Priyadharshan Kannappan
9:59 pm
Wed May 28, 2014

On Chess: Grandmaster Hopefuls Compete In St. Louis

The words “watch your back” have never rung so clear.

The 2014 national championships are less than two weeks old, but as America’s heavyweights retreat to their corners, the class of tomorrow has already hopped into the ring.

There was a quiet transition in Chicago over the Memorial Day weekend, as the city hosted its 23rd annual $100,000 Open. Several of last week’s U.S. title players took advantage of their peak forms and hit the event on the way out of St. Louis, including third-place finalist Aleksandr Lenderman. The 22-year-old New Yorker had just lost a three-way Armageddon playoff for the national title on Tuesday, but dusted himself off quickly for the weekend, finishing in 9-10th place against a field of 20 Grandmasters and 40 other titled players.

International Master Priyadharshan Kannappan is seeking his second GM norm.
Credit Provided by the Chess Club and Scholastic Center of St. Louis

Passing Lenderman, in a sense, was Lindenwood University star Priyadharshan Kannappan - or “Priya” as he is affectionately known around chess circles.
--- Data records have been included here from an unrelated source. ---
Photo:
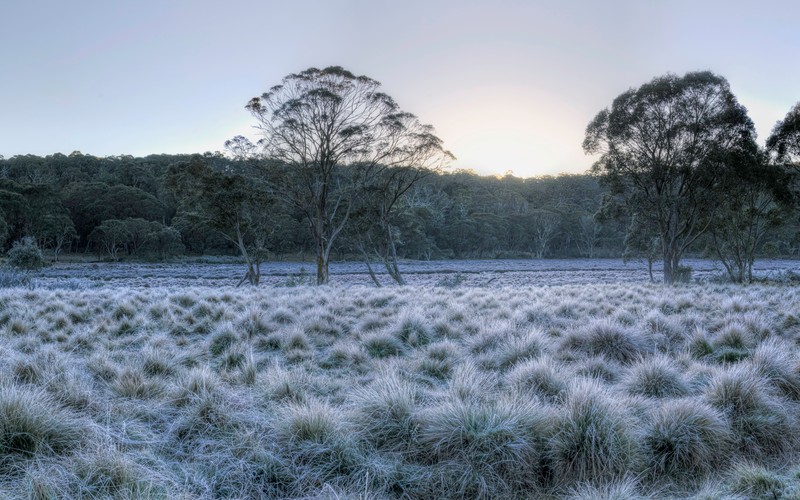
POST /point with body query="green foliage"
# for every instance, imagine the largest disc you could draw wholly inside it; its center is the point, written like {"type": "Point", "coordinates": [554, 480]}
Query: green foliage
{"type": "Point", "coordinates": [26, 254]}
{"type": "Point", "coordinates": [662, 149]}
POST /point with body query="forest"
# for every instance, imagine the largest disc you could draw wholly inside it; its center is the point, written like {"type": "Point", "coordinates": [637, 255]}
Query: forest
{"type": "Point", "coordinates": [342, 173]}
{"type": "Point", "coordinates": [70, 203]}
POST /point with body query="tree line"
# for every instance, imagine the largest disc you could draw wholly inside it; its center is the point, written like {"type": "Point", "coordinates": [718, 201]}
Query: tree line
{"type": "Point", "coordinates": [341, 172]}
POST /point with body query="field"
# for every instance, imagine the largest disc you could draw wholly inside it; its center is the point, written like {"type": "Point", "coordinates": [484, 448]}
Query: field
{"type": "Point", "coordinates": [605, 390]}
{"type": "Point", "coordinates": [471, 273]}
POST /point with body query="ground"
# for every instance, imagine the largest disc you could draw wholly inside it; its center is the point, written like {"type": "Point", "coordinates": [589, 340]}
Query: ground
{"type": "Point", "coordinates": [587, 390]}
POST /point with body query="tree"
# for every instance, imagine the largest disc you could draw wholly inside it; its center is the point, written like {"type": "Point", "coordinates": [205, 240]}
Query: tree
{"type": "Point", "coordinates": [113, 235]}
{"type": "Point", "coordinates": [378, 218]}
{"type": "Point", "coordinates": [784, 142]}
{"type": "Point", "coordinates": [229, 204]}
{"type": "Point", "coordinates": [661, 147]}
{"type": "Point", "coordinates": [331, 132]}
{"type": "Point", "coordinates": [756, 198]}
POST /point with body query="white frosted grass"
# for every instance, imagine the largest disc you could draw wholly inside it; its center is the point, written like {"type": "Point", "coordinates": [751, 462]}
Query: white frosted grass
{"type": "Point", "coordinates": [417, 391]}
Kannappan was unearthed as part of the St. Charles University’s new chess program two years ago, after he left a small town in India for the budding St. Louis scene. He made an instant impact, becoming a regular fixture around the city’s chess happenings, a member of the St. Louis Arch Bishops team and the 2012 MVP of the U.S. Chess League.

This past weekend in Chicago, Kannappan tied for first place with seven points in nine rounds (7/9) and bagged $7,500 for his efforts - but more importantly made a clear declaration on how he intends to be recognized: Kannappan was the lone International Master (IM) among the top-12 finishers, with the other finalists donning the superior Grandmaster (GM) title.
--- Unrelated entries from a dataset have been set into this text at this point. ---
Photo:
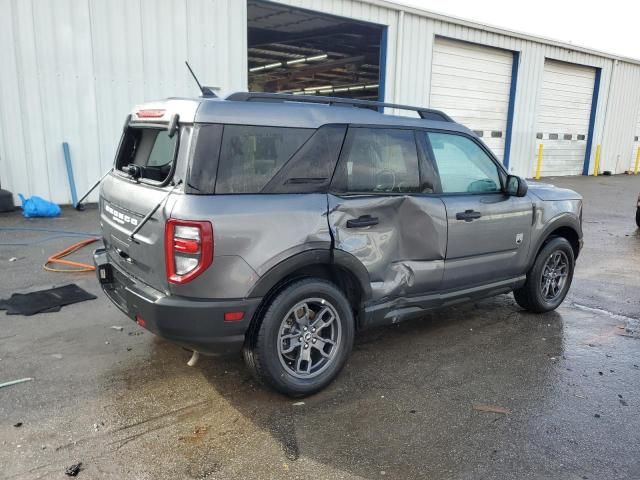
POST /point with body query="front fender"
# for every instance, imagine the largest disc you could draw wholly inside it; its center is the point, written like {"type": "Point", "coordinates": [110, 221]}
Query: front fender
{"type": "Point", "coordinates": [543, 229]}
{"type": "Point", "coordinates": [309, 258]}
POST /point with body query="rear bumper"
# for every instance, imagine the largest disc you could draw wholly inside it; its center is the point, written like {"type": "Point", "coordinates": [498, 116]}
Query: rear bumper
{"type": "Point", "coordinates": [196, 324]}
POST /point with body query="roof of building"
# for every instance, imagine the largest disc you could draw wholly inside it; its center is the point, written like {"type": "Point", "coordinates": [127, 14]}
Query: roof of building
{"type": "Point", "coordinates": [399, 6]}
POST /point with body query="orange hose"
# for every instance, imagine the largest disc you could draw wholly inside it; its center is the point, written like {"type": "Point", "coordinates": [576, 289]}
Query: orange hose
{"type": "Point", "coordinates": [58, 258]}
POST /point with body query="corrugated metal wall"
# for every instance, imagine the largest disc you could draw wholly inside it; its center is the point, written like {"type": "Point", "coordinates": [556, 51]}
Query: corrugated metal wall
{"type": "Point", "coordinates": [408, 80]}
{"type": "Point", "coordinates": [72, 69]}
{"type": "Point", "coordinates": [621, 115]}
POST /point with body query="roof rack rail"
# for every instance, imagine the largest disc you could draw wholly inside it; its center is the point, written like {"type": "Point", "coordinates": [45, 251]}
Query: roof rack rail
{"type": "Point", "coordinates": [425, 113]}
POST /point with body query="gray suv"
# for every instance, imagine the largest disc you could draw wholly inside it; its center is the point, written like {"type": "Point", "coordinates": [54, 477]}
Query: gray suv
{"type": "Point", "coordinates": [280, 225]}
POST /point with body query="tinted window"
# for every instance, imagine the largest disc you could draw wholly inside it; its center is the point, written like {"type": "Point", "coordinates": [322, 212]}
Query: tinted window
{"type": "Point", "coordinates": [204, 162]}
{"type": "Point", "coordinates": [150, 149]}
{"type": "Point", "coordinates": [463, 166]}
{"type": "Point", "coordinates": [312, 166]}
{"type": "Point", "coordinates": [379, 160]}
{"type": "Point", "coordinates": [251, 156]}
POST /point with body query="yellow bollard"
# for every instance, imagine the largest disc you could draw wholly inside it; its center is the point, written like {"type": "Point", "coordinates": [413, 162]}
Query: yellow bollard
{"type": "Point", "coordinates": [596, 166]}
{"type": "Point", "coordinates": [539, 165]}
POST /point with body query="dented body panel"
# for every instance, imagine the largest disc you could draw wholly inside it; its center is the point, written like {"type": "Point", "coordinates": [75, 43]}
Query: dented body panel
{"type": "Point", "coordinates": [404, 253]}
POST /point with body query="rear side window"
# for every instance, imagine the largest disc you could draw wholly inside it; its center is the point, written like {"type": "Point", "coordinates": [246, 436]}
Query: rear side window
{"type": "Point", "coordinates": [250, 156]}
{"type": "Point", "coordinates": [378, 160]}
{"type": "Point", "coordinates": [311, 168]}
{"type": "Point", "coordinates": [151, 150]}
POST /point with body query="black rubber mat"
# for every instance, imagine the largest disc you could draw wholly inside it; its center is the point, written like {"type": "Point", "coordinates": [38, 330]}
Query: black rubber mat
{"type": "Point", "coordinates": [51, 300]}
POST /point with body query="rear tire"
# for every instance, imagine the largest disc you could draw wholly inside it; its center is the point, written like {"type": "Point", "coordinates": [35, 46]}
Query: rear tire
{"type": "Point", "coordinates": [303, 339]}
{"type": "Point", "coordinates": [549, 279]}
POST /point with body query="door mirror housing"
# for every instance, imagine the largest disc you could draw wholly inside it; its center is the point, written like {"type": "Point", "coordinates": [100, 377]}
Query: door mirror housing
{"type": "Point", "coordinates": [516, 186]}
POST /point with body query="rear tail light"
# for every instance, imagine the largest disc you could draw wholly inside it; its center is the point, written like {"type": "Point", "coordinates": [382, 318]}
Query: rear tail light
{"type": "Point", "coordinates": [188, 249]}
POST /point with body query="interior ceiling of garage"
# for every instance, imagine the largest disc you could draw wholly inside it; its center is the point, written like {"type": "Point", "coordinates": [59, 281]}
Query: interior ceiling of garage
{"type": "Point", "coordinates": [293, 50]}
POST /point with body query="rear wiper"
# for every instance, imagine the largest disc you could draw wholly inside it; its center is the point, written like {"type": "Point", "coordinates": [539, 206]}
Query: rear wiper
{"type": "Point", "coordinates": [153, 210]}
This summer, Kannappan is looking to change that.

The Chicago Open was the first of a five-tournament mission over the next few months to earn the GM title, where he’ll need to pad 80 points and surpass a 2500 rating, as well as score three “norms” that represent superior performances against GM fields.
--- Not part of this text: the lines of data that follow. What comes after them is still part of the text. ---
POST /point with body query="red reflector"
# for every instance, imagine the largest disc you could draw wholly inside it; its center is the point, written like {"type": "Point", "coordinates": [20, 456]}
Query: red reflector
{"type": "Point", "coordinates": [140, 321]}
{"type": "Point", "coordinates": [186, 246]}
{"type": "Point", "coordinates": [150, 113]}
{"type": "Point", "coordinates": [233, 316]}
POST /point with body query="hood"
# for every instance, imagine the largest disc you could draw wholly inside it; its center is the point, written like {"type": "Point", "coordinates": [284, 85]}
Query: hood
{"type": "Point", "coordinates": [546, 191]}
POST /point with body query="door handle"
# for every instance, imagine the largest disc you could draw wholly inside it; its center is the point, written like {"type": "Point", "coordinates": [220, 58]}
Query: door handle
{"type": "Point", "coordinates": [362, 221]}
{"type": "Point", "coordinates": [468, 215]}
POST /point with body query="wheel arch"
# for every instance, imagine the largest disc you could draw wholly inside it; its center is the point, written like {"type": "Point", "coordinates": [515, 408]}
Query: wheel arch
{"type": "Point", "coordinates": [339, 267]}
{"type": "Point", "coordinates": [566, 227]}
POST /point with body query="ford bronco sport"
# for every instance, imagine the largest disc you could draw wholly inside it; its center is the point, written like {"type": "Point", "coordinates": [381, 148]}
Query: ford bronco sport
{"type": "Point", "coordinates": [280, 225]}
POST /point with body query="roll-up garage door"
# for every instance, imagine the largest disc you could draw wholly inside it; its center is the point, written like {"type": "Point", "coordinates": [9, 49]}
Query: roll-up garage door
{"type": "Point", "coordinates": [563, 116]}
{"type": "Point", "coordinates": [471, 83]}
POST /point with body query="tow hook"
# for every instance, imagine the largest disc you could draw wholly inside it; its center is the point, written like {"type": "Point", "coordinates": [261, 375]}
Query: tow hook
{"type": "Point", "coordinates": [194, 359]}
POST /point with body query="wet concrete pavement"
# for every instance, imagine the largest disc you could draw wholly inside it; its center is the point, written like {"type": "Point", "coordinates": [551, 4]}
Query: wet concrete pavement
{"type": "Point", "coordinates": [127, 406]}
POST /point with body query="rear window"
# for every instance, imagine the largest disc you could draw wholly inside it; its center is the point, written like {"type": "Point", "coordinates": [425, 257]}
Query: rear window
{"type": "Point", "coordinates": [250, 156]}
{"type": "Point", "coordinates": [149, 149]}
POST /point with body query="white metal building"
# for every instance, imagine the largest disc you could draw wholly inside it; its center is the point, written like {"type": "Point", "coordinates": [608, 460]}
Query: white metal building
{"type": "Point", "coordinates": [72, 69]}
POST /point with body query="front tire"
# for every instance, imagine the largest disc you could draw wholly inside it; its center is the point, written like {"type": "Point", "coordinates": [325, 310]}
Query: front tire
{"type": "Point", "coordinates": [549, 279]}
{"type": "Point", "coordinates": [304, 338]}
After Memorial Day, he is 1-for-1 -- and rolling.

Just as quickly as he finished in Chicago on Monday, Kannappan returned home hungry for a second norm, taking a seat in the St. Louis Invitational on Wednesday. Beyond the difficulties of just simply performing to a norm - scoring 6.5 points out of 9 against some of the world’s best - other norm definitions set by the governing World Chess Federation (FIDE) regularly produce horror stories for title-seekers. This is especially true in Open tournaments, where pairings are random and out of the player’s control, making the norm Kannappan earned last weekend in Chicago all the more coveted.

But the Saint Louis Invitational is designed around the norm. The organizing Chess Club and Scholastic Center has addressed all of FIDE’s hoop-jumping before the event, inviting only players that meet all of the necessary requirements, then letting a handful of hopefuls - like Kannappan - run wild. With all the regulating guess work out of the equation, all they have to do is show up and perform.

Other IMs hoping to score a norm include John Bartholomew, who earned one in last year’s installment of the Invitational, as well as Kayden Troff and Sam Sevian - America’s top U16 and U14 players, according to FIDE - who arrive in St. Louis on missions of their own. Part of the chess caravan, both followed Kannappan home from Chicago: In fact, Troff fell a half-point short of his own norm after losing to Kannappan in the final round.

They will all fight again this week in the St. Louis Invitational, and then we will see both Troff and Sevian once more at the end of the month for the 2014 U.S. Junior Closed Championship. The event is the third of the trifecta of national championships hosted by St. Louis, featuring the top-10 U.S. players under 21, and Troff and Sevian should clash as favorites.

This is shaping up to be a fast-paced summer of opportunity for the next batch of U.S. hopefuls, and let it be clear that we will be watching this next crop for years to come. They’re moving at a startling speed, rendering Lenderman and the rest of the recent national title contenders as just that: Old news.

They had better watch their back.

Brian Jerauld is a chess instructor to area students, including his own children, and a student of the game himself through the Chess Club and Scholastic Center of Saint Louis. He is also a Mizzou journalist with a decade of experience writing about boats, sports and other odds and ends. This column is a weekly look around St. Louis, the U.S. Capital of Chess.